A practical workflow for an SGMA basin

  1. Map ISW reaches — identify gaining/losing-connected segments from gaging, temperature, isotopes, and head data.
  2. Inventory wells — locations, pumping rates and schedules (often the hardest data step).
  3. Estimate aquifer parameters — T, Sy/S, and streambed conductance λ; can be reach-specific.
  4. Run an ADF with all three apportionment methods to bracket uncertainty.
  5. Identify "hot" reaches and wells — those contributing the most to depletion.
  6. Confirm with a numerical model for high-stakes management decisions (e.g., curtailing specific wells).

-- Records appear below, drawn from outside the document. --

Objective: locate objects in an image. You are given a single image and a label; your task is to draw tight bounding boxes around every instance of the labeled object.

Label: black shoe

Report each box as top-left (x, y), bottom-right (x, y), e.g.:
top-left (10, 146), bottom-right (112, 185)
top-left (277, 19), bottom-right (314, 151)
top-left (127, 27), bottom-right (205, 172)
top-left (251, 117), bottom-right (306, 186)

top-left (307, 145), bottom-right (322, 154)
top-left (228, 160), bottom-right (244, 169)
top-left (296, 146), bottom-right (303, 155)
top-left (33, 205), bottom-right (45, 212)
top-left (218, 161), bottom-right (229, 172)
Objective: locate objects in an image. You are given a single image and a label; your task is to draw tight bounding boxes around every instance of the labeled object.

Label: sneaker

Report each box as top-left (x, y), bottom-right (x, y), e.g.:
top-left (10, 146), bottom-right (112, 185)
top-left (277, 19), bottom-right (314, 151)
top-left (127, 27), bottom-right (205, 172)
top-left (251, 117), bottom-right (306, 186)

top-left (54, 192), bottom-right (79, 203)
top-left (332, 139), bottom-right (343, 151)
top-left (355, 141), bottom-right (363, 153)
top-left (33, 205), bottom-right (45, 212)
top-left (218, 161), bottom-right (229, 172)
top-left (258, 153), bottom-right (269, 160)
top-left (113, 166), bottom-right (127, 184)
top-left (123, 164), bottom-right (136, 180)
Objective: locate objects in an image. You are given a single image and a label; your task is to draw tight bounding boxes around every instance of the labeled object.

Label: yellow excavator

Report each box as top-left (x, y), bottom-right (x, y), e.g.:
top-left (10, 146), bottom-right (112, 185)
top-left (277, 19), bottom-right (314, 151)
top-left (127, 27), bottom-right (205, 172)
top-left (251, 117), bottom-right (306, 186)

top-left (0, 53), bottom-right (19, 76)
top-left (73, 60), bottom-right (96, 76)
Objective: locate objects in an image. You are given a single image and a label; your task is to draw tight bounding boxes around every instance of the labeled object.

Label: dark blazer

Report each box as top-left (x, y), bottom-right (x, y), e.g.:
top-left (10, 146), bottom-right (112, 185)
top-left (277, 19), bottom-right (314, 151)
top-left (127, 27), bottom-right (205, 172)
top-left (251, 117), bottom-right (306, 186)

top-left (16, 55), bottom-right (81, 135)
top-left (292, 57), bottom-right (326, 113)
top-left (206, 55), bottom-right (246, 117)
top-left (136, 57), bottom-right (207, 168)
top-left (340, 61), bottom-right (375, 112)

Key references in the project library

  1. Zipper, S.C., Dallemagne, T., Gleeson, T., Boerman, T.C. & Hartmann, A. (2019). Rapid and accurate estimates of streamflow depletion caused by groundwater pumping using analytical depletion functions. WRR 55, 5807–5829.
  2. Zipper, S.C. (2020). Introduction to streamDepletr (R package vignette).
  3. Zipper, S.C., Farmer, W.H., Brookfield, A. et al. (2021). Streamflow depletion estimation for conjunctive water management in a heavily-stressed aquifer using analytical depletion functions.
  4. Li, Q., Zipper, S.C., Hyndman, D.W. et al. (2021). Too many streams and not enough time or money: analytical depletion functions for streamflow depletion estimates. Groundwater.
  5. Huggins, X., Zipper, S.C., Hyndman, D.W. et al. (2018). Streamflow depletion modeling: methods for an adaptable and conjunctive water management decision support tool. JAWRA.
  6. Reeves, H.W., Hamilton, D.A., Seelbach, P.W. & Asher, A.J. (2009). Ground-Water-Withdrawal Component of the Michigan Water-Withdrawal Screening Tool. USGS SIR 2009‑5003.
  7. Tolley, D. et al. (2020). Streamflow depletion analysis for an intermittent stream, Scott Valley, CA — California ADF application.
  8. Zipper, S.C., Carah, J.K., Dillis, C. et al. (2019). Cannabis and residential groundwater pumping impacts on streamflow and ecosystems in Northern California. Environ. Res. Commun.